Cedric the Entertainer looked no further than his own grandfather to inspire his first novel.
“Flipping Boxcars,” out Sept. 12 (Amistad/HarperCollins), tells the story of Floyd “Babe” Boyce, a bootlegger in Caruthersville, Mo. (Cedric’s hometown), and unfolds over July 4th weekend in 1948.
“Babe is my [maternal] grandfather and these would be stories that I would hear, my mother and her brothers talking about him or somebody telling the story of his personality and some of the things he had done,” said Cedric, who stars in “The Neighborhood” on CBS and who wrote the book with Alan Eisenstock.
“[Babe] had passed before I was born but I would still have these very clear images of him, sometimes in my adult life, of things he would say to me and what he would be wearing at the time — and it was really weird.
“I tried to think of our connection to our family, our lineage and sometimes how people would say, ‘You walk just like your uncle … you have the same cadence or the way you say a word,’” said Cedric, 59 (born Cedric Kyles). “And I started thinking about that connection and about how to write a story about someone that I feel I know — but who I’ve never met.
“And that’s where the fiction part comes in.”
As the novel progresses, readers are transported into Babe’s world and meet his partner in crime, Karter (they served together in World War II). Together, they make a deal with Chicago crime syndicate boss Tommy Wojak and need to raise $54,000 to buy 3,000 cases of untaxed bourbon arriving by railroad from Canada.
Things go awry after Babe, who can read cards, loses big at the craps table and, in an effort to save his marriage and his family, tries to pull off a train robbery with unexpected results.

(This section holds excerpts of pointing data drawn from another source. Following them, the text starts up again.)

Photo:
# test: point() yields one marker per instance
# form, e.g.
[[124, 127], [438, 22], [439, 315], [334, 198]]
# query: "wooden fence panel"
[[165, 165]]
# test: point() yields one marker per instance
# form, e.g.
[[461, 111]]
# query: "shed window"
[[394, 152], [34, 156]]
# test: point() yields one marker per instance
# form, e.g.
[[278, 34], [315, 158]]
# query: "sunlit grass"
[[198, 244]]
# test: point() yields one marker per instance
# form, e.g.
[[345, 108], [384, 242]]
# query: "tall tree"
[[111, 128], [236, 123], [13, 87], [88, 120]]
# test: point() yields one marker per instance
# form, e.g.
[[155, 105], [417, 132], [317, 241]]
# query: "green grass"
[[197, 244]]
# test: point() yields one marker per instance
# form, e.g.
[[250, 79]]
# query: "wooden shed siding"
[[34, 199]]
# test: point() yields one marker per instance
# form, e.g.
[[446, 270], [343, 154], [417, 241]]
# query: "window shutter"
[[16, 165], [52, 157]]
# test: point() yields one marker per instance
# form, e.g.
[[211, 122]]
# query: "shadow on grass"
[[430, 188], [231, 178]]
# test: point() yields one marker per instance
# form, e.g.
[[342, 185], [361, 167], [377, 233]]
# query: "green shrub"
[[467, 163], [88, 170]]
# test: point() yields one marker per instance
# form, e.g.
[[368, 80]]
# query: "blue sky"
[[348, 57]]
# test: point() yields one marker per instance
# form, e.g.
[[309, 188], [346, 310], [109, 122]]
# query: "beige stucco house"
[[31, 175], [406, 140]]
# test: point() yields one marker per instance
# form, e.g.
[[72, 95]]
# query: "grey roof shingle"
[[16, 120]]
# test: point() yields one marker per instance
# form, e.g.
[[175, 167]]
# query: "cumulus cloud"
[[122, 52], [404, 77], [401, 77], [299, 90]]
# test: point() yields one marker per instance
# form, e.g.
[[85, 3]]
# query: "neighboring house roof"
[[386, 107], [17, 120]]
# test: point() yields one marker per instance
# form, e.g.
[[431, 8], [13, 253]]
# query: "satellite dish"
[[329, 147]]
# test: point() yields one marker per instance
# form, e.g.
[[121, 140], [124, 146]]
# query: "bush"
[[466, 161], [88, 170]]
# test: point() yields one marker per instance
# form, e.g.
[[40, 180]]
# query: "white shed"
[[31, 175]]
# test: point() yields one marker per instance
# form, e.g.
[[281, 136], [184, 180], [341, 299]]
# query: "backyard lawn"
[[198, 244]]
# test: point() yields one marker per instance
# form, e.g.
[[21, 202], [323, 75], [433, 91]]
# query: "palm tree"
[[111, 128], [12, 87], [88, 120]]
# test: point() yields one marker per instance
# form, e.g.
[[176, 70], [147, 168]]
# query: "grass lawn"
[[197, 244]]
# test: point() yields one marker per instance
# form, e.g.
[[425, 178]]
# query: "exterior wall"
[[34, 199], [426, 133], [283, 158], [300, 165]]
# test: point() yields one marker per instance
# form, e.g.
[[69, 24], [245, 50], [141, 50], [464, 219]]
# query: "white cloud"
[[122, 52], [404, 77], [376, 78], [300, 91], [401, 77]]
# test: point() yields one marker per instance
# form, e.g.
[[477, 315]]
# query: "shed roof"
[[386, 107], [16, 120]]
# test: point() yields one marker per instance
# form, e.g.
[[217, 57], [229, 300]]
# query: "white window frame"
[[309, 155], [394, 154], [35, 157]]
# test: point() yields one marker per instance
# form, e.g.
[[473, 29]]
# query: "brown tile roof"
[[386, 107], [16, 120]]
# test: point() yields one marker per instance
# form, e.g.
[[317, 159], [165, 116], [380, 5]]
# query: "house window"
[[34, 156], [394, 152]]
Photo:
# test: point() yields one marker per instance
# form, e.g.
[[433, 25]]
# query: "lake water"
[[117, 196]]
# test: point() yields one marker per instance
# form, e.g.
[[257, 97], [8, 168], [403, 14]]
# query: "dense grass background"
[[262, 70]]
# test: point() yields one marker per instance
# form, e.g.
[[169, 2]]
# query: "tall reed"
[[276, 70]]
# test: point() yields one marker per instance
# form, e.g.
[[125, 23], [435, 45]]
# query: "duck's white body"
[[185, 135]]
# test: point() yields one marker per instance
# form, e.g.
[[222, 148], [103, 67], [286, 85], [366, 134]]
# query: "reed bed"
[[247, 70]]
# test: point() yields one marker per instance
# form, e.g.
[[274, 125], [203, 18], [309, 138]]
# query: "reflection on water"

Cedric said he and Eisenstock collaborated on the novel by talking several times a week.
“I had a lot of little notes and I would send him over themes and thoughts of what the characters looked like and dressed like,” he said. “We sat and talked about what I thought the book should be — the tone … I’m a big fan of the Walter Mosley ‘Devil in a Blue Dress’ era, where I felt black men in America had this desire to be very powerful and entrepreneurial but found that the times were really different.
“But if you saw them, they looked like gentlemen, they dressed like gentlemen and they moved in a totally different kind of way,” he said. “I just loved that part of the culture of us finding and defining and pushing through and prodding to say, ‘Hey, I’m here, and I deserve equal ground.’”
Cedric said he “most definitely” thought of “Flipping Boxcars” as either a movie or TV series.
“One of the things that led to the book was that I’d started to break out a series, which has a lot of these same elements,” he said. “But I thought the series needed to be in a more metropolitan area, so I started to develop it around my grandfather coming to St. Louis later in life, later than [‘Flipping Boxcars’] takes place.
“I felt I could tell more in the novel form in fictional tales and after meeting Alan became more intrigued with this,” he said. “I thought a book, and possibly a series of books, would be more enjoyable — and then spin it into a TV show … or a great movie.”
“When you think about [Babe] you start to feel like, ‘Oh, man, there are so many ways to take this story,’” he said. “Even in this book we have three different cliffhangers that draw you back in like, ‘What happened here and what happened there?’
“I’ve already started to break out a couple of ideas in case we have the opportunity to start a second book.”